AMD Ryzen AI MAX+ 395 Hosting — The 70B Single-Host King
128 GB of unified LPDDR5X memory shared between a 16-core Zen 5 CPU, a 40-CU RDNA3.5 iGPU, and a 50 TOPS XDNA2 NPU — on a single 120 W die. The cheapest way to load a 70B FP8 model on a single host.

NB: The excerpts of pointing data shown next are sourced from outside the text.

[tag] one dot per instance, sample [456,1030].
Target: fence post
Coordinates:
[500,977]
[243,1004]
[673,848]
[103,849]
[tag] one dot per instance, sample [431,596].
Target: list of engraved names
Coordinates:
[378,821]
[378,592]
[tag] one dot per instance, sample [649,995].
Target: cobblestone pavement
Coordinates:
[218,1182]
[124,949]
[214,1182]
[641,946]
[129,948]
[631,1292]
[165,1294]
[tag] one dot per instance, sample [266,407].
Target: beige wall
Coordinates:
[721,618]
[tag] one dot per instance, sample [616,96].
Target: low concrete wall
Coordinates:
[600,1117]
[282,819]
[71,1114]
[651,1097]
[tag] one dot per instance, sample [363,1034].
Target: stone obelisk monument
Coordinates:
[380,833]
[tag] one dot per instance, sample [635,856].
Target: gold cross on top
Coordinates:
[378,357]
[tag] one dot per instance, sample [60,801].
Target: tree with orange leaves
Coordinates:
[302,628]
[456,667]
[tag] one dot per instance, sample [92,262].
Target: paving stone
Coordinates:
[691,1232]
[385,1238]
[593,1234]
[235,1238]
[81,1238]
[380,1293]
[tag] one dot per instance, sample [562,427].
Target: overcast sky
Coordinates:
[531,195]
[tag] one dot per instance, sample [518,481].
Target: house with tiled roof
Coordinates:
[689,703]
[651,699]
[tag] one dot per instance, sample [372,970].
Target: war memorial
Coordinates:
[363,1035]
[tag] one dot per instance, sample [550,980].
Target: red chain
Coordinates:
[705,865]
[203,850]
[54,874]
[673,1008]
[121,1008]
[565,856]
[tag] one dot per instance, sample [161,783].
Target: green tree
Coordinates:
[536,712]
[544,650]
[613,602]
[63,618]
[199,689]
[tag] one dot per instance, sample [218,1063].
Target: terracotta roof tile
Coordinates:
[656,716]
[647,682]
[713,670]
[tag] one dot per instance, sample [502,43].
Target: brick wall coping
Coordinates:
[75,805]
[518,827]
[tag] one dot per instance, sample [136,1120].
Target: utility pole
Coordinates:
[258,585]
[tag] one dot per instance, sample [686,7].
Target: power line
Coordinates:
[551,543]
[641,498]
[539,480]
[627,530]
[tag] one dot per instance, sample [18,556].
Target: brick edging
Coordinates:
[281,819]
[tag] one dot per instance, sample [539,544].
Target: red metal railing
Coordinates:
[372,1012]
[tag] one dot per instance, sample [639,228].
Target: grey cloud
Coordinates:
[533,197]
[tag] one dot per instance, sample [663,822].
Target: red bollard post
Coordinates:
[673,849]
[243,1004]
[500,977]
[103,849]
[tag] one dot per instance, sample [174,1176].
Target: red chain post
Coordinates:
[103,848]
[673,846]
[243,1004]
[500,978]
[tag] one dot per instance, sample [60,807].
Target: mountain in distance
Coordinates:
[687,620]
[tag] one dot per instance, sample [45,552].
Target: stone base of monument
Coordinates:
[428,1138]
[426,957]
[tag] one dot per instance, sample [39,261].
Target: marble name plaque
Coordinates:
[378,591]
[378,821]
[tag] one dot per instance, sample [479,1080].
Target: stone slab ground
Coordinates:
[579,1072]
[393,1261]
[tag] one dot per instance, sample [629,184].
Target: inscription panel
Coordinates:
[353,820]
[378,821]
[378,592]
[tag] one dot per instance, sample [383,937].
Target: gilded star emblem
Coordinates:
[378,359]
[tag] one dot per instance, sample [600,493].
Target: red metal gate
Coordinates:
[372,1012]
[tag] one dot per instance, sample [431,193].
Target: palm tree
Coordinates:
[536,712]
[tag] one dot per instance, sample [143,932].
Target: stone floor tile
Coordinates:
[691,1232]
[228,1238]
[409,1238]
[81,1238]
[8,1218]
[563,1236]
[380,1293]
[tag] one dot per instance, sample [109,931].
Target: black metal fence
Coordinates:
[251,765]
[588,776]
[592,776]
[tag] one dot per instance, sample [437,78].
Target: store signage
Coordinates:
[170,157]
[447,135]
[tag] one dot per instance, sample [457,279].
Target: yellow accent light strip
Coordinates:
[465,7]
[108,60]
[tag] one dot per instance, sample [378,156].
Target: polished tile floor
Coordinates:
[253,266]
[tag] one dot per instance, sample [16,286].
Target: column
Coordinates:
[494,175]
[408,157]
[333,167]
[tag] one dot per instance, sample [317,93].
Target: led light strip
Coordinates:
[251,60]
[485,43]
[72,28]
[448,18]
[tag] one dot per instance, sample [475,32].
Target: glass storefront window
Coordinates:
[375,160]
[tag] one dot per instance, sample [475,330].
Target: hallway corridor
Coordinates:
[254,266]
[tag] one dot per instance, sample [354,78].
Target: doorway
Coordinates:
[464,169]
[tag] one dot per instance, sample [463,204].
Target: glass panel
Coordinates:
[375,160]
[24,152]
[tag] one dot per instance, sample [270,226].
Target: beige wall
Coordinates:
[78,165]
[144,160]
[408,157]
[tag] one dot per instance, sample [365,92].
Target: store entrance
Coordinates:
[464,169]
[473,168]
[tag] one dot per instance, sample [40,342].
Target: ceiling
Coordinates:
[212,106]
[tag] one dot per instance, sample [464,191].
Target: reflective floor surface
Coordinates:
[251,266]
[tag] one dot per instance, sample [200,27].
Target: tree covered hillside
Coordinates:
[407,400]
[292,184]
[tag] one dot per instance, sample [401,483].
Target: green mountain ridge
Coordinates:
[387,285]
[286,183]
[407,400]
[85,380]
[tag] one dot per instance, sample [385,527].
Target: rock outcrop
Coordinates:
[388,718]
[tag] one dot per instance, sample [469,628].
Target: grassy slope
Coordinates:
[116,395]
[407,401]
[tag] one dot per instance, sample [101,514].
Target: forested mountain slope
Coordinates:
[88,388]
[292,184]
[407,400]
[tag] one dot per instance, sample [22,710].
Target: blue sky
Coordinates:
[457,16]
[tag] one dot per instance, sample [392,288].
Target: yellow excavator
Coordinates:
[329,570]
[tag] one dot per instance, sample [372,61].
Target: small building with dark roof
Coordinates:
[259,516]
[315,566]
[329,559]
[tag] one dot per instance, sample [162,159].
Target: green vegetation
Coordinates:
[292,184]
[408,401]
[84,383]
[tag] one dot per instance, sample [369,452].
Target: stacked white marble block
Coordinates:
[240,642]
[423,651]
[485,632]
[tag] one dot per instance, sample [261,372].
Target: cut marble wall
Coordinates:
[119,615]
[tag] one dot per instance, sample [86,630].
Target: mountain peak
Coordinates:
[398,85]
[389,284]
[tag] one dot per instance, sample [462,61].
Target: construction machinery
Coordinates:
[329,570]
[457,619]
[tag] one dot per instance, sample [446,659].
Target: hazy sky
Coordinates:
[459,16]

Trades raw throughput for unprecedented model-fit headroom.
Ryzen AI MAX+ 395 Server Specs
The hardware you actually rent.
| Processor | AMD Ryzen AI MAX+ 395 (Strix Halo APU) |
|---|---|
| Architecture | Zen 5 CPU + RDNA3.5 iGPU + XDNA2 NPU on a single die |
| Unified memory | 128 GB LPDDR5X-8000 (shared across CPU + iGPU + NPU) |
| CPU | 16 cores / 32 threads Zen 5, up to 5.1 GHz |
| iGPU | Radeon 8060S — 40 RDNA3.5 CUs, ~59 TFLOPS FP16 |
| NPU | XDNA2 — 50 TOPS INT8 (sustained low-power inference) |
| TDP | 120 W (entire SoC) |
| Software stack | ROCm for the iGPU, Ryzen AI SDK / Optimum-AMD for the NPU |
| Storage | 1 TB NVMe + 4 TB SATA SSD |
| Network | 1 Gbps unmetered |
| Location | London, United Kingdom |
What Fits on a Single MAX+ 395
128 GB of unified memory is a category-killer at this price. The MAX+ 395 fits 70B-class models on a single host — no tensor parallel, no NCCL, no model splitting. This is the unique selling point.
| Model | Params | Footprint | Fit | Notes |
|---|---|---|---|---|
| Llama 3.3 70B | 70B | ~70 GB FP8 | Comfortable | The headline workload — KV cache room for 32K+ context |
| Qwen 2.5 72B | 72B | ~70 GB FP8 | Comfortable | Multilingual + coding flagship at FP8 |
| DeepSeek 67B | 67B | ~67 GB INT8 | Comfortable | Reasoning-tier model with full context budget |
| Mixtral 8x22B | 141B (MoE) | ~80 GB INT4 | Fits | Largest MoE you’ll fit on any single-host system at this price |
| Multi-model serving | 13B + 8B + 7B + embeddings | ~50 GB combined | Comfortable | Run an LLM stack, RAG, and embeddings together |
| FLUX.1 dev + SDXL + Whisper L-v3 | ~38 GB combined | FP16 + FP16 + FP16 | Comfortable | Co-hosted image + audio + LLM pipeline |
| Llama 3.1 8B (long context) | 8B | ~16 GB + 30 GB KV | Headroom | 128K+ token context window with room to spare |
| Qwen 2.5 14B | 14B | ~28 GB FP16 | Headroom | Full FP16 with multi-tenant context budgets |
| Embeddings + reranker (BGE-large) | 0.5B | ~2 GB | Headroom | Stack alongside any of the above |
When the MAX+ 395 Is the Right Box
Real customer workloads we run on this hardware every day.
Run a 70B model on £299/mo
The cheapest single-host 70B option in the catalogue. Llama 3.3 70B FP8 or Qwen 2.5 72B FP8 fit comfortably with 32K+ context. No tensor parallel, no NCCL, no model splitting — just load and serve.
Multi-model serving stack
Run an LLM, an embedding model, a reranker, a TTS engine, and an ASR model on one host. The 128 GB envelope lets you keep everything resident instead of swapping models in and out.
Long-context document analysis
128K+ token contexts on 8B-class models with massive KV cache headroom. Think contract review, codebase analysis, long-form summarisation — workloads where context length matters more than tokens-per-second.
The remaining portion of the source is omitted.